Геро слышала, как королева насмешливо называла придворного певца кровавым жрецом Кенн Круаха, но слышать это одно… По сравнению с этим зрелищем купающийся в реке мужчина выглядел почти умиротворяющим. Домашним.
— Бард, ты нормальный вообще? — Геро уселась на берегу и свесила ноги в воду.
Ульв обернулся к ней. Спокойно, без спешки или удивления.
— Для цверга — более чем. — Он горстью зачерпнул воды, принялся оттирать плечо.
Альва заметно смутилась. Бард снова отвернулся, перестав обращать на неё внимание. Геро какое-то время ёрзала на месте, пока, наконец, не выпалила:
— Это она тебе приказала? Ну… чтобы так?
На этот раз Ульв замер, но продолжал стоять к альве спиной.
— Нет. Это только моё дело.
Геро готова была поклясться, что сейчас он добавит: «И не надо ей об этом говорить», но Ульв промолчал.
— Она хочет тебя видеть, — сообщила альва.
Придворный певец продолжал отмывать руки от крови.
— Скоро буду, — ответил он спокойно, будто задержка объяснялась невычищенным плащом или сложной шнуровкой на сапогах.
Зато едва заметно вздрогнул, когда к его спине прикоснулся пучок мягкой травы.
— Давай, помогу, — лукавое личико Геро отразилось в тёмном зеркале воды, насмешливо исказилось волнами.
— Хорошо, — цверг собрал прилипшие к спине волосы, перебросил их вперёд.
Альва отпрянула.
— Ульв, у тебя тут… — нерешительно начала она.
— Две раны, — голос барда звучал монотонно и безжизненно. — Одна рваная, но поверхностная. Вторая…
— Вторая смертельная!!! — выпалила Геро, сорвавшись на жалкий писк. — И от неё несёт железом!
— Потому что её нанесли железом. — Бард полоскал в воде волосы, снова добавив красного в только начавшую очищаться воду.
— Как ты ещё стоишь? — осведомилась Геро, подозрительно осматривая придворного певца. Он был бледно-зелёным, так что мог, по большому счёту, сойти за мертвеца. Вот только он таким был всегда.
Ульв ответил не сразу. Но всё-таки произнёс:
— Меня невозможно убить.
Заинтересовавшись, альва передумала в панике бежать.
— Почему?
— Потому что я бессмертный. — Бард криво усмехнулся.
Геро снова подошла поближе, гонимая любопытством.
— Совсем бессмертный? Как бог?
Ульв покачал головой.
— Бога можно убить. А меня — нет.
Пучок травы снова коснулся его кожи. Но на этот раз гораздо бережнее. Некоторое время оба сосредоточенно отмывали цверга.
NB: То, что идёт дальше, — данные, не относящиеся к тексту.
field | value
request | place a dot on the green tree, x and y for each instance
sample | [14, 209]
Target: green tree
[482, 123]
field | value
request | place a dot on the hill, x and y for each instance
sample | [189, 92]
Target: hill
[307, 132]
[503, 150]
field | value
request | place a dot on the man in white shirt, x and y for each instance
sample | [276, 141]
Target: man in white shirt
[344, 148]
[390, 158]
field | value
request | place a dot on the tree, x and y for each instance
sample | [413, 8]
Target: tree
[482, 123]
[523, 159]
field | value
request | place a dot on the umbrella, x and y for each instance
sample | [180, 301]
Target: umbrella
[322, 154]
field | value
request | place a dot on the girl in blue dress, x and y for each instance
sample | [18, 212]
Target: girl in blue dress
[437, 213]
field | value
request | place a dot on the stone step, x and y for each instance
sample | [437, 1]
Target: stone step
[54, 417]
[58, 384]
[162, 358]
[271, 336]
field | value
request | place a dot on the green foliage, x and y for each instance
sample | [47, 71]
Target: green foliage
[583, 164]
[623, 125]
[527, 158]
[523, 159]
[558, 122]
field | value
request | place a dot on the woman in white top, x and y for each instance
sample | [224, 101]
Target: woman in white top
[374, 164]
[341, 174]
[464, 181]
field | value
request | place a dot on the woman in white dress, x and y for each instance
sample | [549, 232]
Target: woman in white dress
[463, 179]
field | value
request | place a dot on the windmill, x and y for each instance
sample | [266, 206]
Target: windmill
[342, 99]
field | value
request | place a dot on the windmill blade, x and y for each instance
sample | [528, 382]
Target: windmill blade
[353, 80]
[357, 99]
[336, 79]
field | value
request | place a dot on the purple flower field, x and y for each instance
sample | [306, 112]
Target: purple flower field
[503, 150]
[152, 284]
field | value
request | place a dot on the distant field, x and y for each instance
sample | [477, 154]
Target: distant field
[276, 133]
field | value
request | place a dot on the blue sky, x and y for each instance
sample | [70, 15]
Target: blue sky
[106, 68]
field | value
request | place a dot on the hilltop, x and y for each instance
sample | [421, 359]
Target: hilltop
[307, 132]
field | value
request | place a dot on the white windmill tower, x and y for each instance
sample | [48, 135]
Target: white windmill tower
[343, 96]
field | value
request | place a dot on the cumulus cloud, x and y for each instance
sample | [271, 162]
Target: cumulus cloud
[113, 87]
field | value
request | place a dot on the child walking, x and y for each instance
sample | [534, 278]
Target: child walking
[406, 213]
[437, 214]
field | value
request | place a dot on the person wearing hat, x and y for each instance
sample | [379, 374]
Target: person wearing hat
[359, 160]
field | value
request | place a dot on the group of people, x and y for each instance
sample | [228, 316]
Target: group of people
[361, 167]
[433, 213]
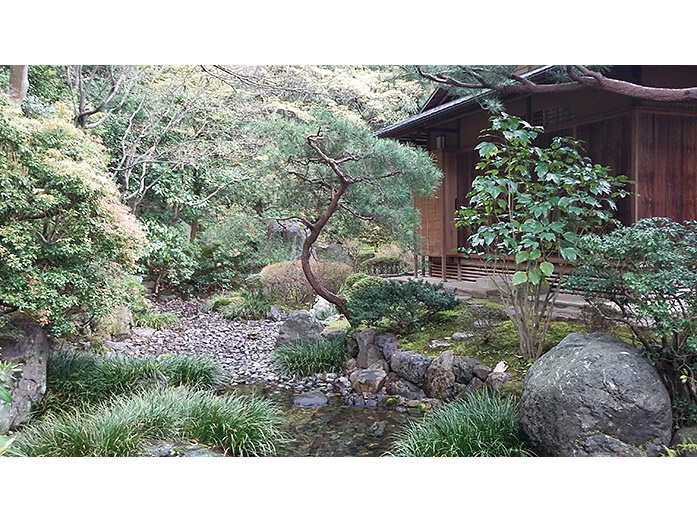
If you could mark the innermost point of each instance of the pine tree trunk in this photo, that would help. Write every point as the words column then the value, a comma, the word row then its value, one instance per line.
column 19, row 83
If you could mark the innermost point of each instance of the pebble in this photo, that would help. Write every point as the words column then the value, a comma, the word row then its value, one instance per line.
column 242, row 348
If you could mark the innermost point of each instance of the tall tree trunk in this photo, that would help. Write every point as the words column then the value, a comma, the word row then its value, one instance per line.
column 194, row 230
column 19, row 83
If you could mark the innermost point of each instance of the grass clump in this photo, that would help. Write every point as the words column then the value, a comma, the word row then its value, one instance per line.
column 479, row 424
column 154, row 320
column 309, row 357
column 75, row 379
column 218, row 301
column 241, row 426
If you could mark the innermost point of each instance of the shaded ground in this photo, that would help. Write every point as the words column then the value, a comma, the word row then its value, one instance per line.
column 243, row 349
— Хочешь, — нерешительно начала Геро, — я могу…
— Хочу. Но тебе будет больно. Там много железа.
Альва только насмешливо фыркнула.
К тому времени, как спина Ульва снова стала гладкой и цельной, выражение лица Геро разительно изменилось. Рогатую трясло, руки горели, хотелось скулить и скоблить их, или забиться куда-нибудь, или пожаловаться королеве Мэб…
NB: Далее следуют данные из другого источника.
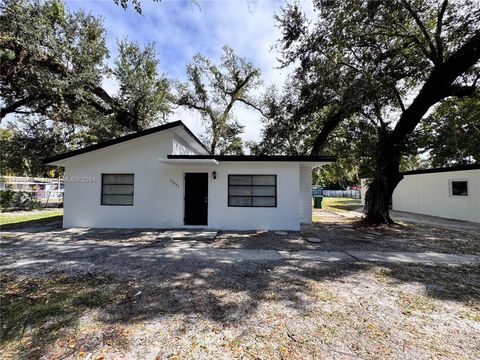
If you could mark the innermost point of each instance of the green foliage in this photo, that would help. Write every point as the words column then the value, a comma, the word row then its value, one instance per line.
column 451, row 133
column 385, row 63
column 142, row 92
column 18, row 200
column 137, row 5
column 27, row 142
column 213, row 90
column 53, row 63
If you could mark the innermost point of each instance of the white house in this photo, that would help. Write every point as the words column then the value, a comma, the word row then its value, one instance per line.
column 452, row 193
column 165, row 177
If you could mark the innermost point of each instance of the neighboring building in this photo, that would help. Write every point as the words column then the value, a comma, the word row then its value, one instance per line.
column 452, row 193
column 165, row 177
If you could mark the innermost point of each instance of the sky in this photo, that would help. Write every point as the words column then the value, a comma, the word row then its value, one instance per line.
column 181, row 29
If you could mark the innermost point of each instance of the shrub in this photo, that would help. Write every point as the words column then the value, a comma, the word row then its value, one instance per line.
column 18, row 200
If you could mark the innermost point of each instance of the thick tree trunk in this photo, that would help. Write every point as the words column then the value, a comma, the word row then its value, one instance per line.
column 386, row 178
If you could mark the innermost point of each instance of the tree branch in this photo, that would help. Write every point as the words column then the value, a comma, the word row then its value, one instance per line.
column 438, row 31
column 246, row 102
column 438, row 86
column 16, row 105
column 418, row 21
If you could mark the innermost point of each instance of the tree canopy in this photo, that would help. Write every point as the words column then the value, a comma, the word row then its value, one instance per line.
column 213, row 90
column 53, row 63
column 385, row 63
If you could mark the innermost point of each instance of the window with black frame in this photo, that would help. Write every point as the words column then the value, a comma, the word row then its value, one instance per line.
column 458, row 187
column 117, row 189
column 252, row 190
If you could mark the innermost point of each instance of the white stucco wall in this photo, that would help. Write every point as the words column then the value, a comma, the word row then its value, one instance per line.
column 181, row 147
column 430, row 194
column 159, row 189
column 305, row 194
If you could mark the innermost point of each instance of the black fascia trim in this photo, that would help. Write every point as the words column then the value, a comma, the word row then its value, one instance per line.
column 301, row 158
column 444, row 169
column 121, row 139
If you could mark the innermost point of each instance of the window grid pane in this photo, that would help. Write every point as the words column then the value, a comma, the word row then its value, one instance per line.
column 460, row 188
column 117, row 189
column 252, row 191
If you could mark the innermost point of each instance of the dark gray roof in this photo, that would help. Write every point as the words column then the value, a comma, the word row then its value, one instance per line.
column 124, row 138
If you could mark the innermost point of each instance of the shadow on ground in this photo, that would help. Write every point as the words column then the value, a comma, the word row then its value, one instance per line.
column 53, row 222
column 55, row 287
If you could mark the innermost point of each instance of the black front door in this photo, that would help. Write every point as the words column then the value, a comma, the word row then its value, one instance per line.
column 196, row 199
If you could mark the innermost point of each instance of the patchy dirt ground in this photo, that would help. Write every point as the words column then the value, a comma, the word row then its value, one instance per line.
column 338, row 233
column 78, row 294
column 249, row 310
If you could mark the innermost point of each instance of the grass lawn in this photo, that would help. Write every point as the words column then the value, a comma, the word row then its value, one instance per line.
column 340, row 204
column 15, row 217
— А тебе хоть бы хны, — обиженно бросила она цвергу. — Мало, что бессмертный, так ещё и не чувствует ничего, чурбан!
— Я чувствую, — Ульв вышел из воды и, нисколько не стесняясь альвы, принялся неторопливо одеваться. — Не хуже тебя.
— Ты даже не вскрикнул! Только дёрнулся слегка.
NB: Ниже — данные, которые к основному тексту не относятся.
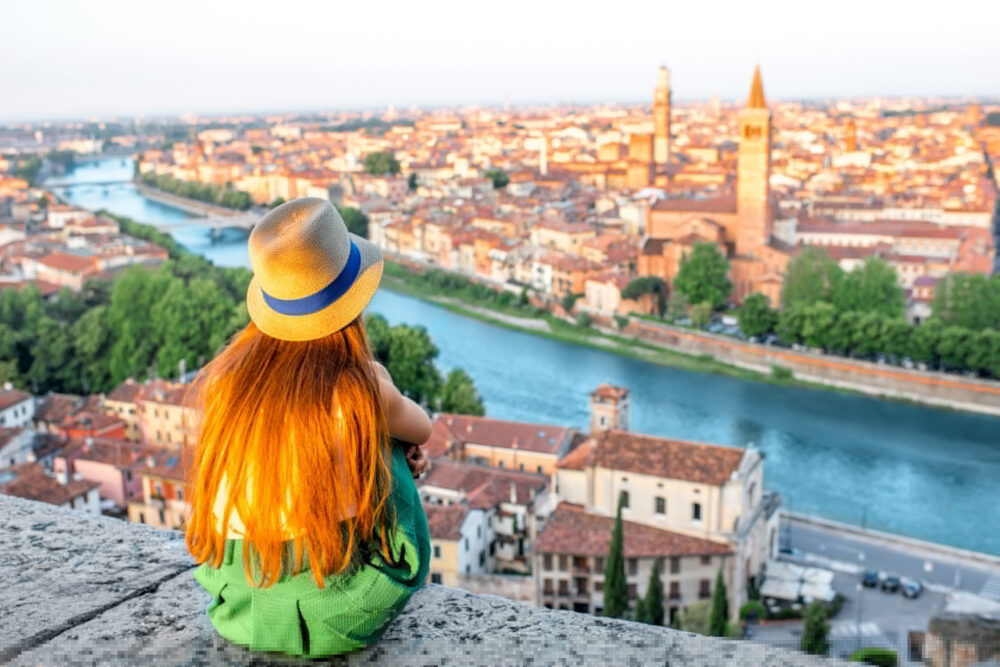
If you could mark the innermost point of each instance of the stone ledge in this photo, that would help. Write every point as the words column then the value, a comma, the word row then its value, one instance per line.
column 85, row 590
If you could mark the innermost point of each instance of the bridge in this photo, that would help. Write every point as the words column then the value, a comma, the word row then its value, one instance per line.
column 245, row 220
column 75, row 184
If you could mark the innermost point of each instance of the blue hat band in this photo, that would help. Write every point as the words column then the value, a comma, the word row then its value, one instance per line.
column 319, row 300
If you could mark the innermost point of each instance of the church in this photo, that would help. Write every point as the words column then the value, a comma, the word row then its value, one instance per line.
column 742, row 226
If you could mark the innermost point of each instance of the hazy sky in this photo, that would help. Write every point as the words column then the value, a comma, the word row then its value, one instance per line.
column 61, row 59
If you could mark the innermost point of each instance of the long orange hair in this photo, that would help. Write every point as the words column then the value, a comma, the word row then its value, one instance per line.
column 300, row 428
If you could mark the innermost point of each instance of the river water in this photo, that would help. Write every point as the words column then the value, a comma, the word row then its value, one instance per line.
column 922, row 472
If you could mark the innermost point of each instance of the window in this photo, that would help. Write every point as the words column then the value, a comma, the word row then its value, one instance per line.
column 675, row 590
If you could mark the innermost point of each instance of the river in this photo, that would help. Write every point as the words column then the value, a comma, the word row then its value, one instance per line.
column 917, row 471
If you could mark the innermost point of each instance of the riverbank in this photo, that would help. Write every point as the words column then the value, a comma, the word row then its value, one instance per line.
column 550, row 326
column 707, row 353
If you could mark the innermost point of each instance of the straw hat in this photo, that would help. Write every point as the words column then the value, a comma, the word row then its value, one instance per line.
column 311, row 276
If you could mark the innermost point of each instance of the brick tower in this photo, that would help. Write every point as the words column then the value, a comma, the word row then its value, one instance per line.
column 755, row 221
column 661, row 117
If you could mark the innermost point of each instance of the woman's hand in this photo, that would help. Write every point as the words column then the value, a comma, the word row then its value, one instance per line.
column 417, row 460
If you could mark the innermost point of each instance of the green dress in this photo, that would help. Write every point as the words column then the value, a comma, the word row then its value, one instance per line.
column 296, row 617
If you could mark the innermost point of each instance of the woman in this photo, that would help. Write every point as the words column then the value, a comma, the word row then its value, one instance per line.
column 305, row 518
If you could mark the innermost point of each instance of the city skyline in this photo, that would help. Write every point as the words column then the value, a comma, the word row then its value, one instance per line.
column 58, row 63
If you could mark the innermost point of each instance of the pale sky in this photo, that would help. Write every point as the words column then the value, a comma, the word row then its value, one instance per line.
column 72, row 59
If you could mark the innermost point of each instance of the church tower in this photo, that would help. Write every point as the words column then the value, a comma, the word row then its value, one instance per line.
column 753, row 172
column 661, row 117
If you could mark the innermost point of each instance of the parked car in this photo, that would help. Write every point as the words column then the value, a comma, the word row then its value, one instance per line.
column 911, row 588
column 890, row 584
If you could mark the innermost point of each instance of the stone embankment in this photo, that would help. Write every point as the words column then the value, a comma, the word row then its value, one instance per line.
column 86, row 590
column 940, row 389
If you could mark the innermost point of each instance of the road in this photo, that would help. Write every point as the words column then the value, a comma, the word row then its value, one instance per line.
column 869, row 616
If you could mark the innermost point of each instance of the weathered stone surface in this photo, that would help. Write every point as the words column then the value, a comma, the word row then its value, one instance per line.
column 59, row 568
column 165, row 622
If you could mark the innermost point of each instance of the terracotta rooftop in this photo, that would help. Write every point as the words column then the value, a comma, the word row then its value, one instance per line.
column 444, row 522
column 572, row 530
column 660, row 457
column 28, row 480
column 506, row 434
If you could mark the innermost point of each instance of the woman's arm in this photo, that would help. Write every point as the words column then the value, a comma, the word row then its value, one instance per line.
column 407, row 420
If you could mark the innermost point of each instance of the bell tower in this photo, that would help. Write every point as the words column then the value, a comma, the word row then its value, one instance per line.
column 661, row 117
column 753, row 172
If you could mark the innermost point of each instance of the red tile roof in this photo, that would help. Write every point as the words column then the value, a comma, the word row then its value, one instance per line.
column 28, row 480
column 572, row 530
column 660, row 457
column 541, row 438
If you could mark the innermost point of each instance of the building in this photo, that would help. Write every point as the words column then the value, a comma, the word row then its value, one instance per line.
column 502, row 444
column 162, row 502
column 709, row 492
column 17, row 408
column 570, row 553
column 30, row 481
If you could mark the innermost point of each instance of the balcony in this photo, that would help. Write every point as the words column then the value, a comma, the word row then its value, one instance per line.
column 133, row 597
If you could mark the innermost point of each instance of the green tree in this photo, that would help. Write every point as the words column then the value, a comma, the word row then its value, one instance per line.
column 817, row 322
column 811, row 276
column 615, row 592
column 704, row 275
column 381, row 162
column 816, row 632
column 968, row 300
column 873, row 287
column 356, row 221
column 498, row 176
column 701, row 313
column 719, row 616
column 756, row 316
column 924, row 342
column 677, row 304
column 953, row 347
column 459, row 395
column 791, row 322
column 648, row 285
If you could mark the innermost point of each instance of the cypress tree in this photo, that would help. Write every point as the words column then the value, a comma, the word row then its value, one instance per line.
column 718, row 620
column 815, row 634
column 615, row 593
column 651, row 606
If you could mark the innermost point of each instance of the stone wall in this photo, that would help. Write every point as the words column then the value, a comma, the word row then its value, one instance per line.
column 85, row 590
column 942, row 389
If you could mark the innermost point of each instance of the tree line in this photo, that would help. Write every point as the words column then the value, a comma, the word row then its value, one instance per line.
column 206, row 192
column 858, row 313
column 145, row 322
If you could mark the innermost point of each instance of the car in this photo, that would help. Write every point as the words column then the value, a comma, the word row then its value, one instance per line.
column 911, row 588
column 890, row 584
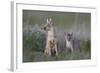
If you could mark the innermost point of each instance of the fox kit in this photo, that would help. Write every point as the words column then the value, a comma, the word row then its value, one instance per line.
column 51, row 45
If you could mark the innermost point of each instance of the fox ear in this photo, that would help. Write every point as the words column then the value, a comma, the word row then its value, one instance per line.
column 47, row 20
column 71, row 33
column 65, row 33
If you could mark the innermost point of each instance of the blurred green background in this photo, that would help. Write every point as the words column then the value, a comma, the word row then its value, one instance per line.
column 34, row 39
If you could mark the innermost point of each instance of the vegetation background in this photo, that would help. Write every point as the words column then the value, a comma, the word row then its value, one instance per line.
column 34, row 39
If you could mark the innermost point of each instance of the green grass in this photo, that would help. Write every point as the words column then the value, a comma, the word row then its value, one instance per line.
column 34, row 45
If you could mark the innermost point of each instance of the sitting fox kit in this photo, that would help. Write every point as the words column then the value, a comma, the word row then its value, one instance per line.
column 51, row 46
column 69, row 41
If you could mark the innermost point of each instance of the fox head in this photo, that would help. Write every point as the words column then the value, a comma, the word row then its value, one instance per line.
column 48, row 25
column 68, row 36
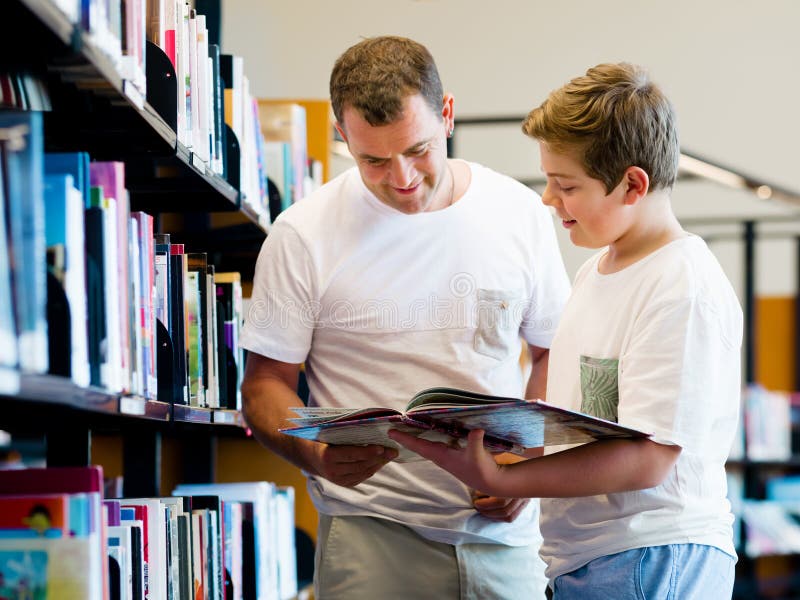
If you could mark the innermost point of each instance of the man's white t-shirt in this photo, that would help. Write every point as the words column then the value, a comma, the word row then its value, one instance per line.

— Крик отнимает много сил, — сообщил бард. — И связки можно повредить. Голос мне не для этого.
— Ну тебя, — буркнула Геро и поплелась в лес.
***
— Где ты пропадал так долго? — спрашивая, Мэб не глядела на собеседника прямо. Ульв знал этот её взгляд искоса, цепкий, не упускающий ничего. Придворный певец откинул полу чёрного плаща и поклонился.